I wasn't always this stingy. I've supported a lot of friends over the years.
posted by nelljie at 1:54 AM on December 14, 2012

I do improv in Baltimore. We often sell out shows in theaters ranging in size from 50 seats to 220 seats. I think you need a smaller venue, for one thing. 150 seats for improv is a high bar. UCB in Chelsea is 150 seats.

Get in with Groupon once to test it's effectiveness and hit to your margin. It might be worth it for your more important shows.

Get listed with tourist publications, Time Out, free weeklies, etc.

Put together a new show with another group of artists, whether you're collaborating in the show or just two acts in the same show. You'll double your marketing reach. Do it often, and you get a wonderful cross-pollination of audiences. We've done shows with dancers, burlesque artists, body painters.

Make friends with reporters covering entertainment events. Give them press releases ahead of your biggest shows. Get interviewed by free weeklies.

Offer a frequent attendee discount and a referral discount. Survey the audience to learn how they found out about the show. Market in those places even more. Offer special discount codes via Twitter or FB only.

Check the quality of your product to make sure people want it. Get reviewed.

Increase the professionalism of your operation if necessary. People want as little hassle as possible when buying tickets, for example.

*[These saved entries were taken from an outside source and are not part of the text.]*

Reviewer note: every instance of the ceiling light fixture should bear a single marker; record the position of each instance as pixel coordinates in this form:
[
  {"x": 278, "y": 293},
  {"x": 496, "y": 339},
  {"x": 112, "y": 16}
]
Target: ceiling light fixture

Do you know who your target audience is? If you haven't thought about it or think it's everyone in a given age bracket, you have some work to do.

But really, I'd say a smaller venue is your most important first step. It'll also help the performances, because it's a negative feedback loop for performers to play to an empty, low-energy house. And they're going to perform worse because of it.
posted by ImproviseOrDie at 4:02 AM on December 14, 2012

Send postcard announcements to specific individuals in the comedy community. Tell them the announcement is their ticket and make it look like one if you can. Call the show an annual then make it one, or call it a premiere.
posted by R2WeTwo at 4:04 AM on December 14, 2012

Just checking the basics - by "monthly" you mean "regular monthly", yes? Like "second Tuesday" or "the last Thursday" or such?

Because from what I've seen that can be key to developing a regular & larger crowd over time for these sort of weekly/monthly events, especially if the venue isn't really known for having your particular style of show.
posted by soundguy99 at 8:02 AM on December 14, 2012

From friend:

E-mail lists. You have no idea how important these are, collect people's e-mails.

Don't spam them, but do remember to send out e-mails the day before and the day of the show.

Video. Video. Video. Comedy is hard to sell because so much of it is BAD. A few sample clips updated regularly (Note if a comedy show had sample clips for every regular performer I would be HIGHLY predisposed to go.) will get more butts in seats.
posted by The Whelk at 8:51 AM on December 14, 2012 [1 favorite]

"I think alot of the problems with getitng people to turn up
is that people are too general
when they should really be super specific
like, is this comedy for smart nerdy people
for dudebros
is it queer geek comedy"

You may want to address some of the problems people have with comedy clubs (overpriced drinks, horrible abusive comics) directly in the marketing and ads.
posted by The Whelk at 8:53 AM on December 14, 2012

I know you referenced the fact that you were putting on the best possible show, but at a certain point you may have to look at this. As we all know, the best, most effective kind of advertising is word of mouth. Audiences will talk about shows that really really made them laugh. If they had a great time they will do much of the work for you.

I'm sorry to say this, but I've never come across a great show running in a large city for over a year, that was still only attracting about 30 people per performance.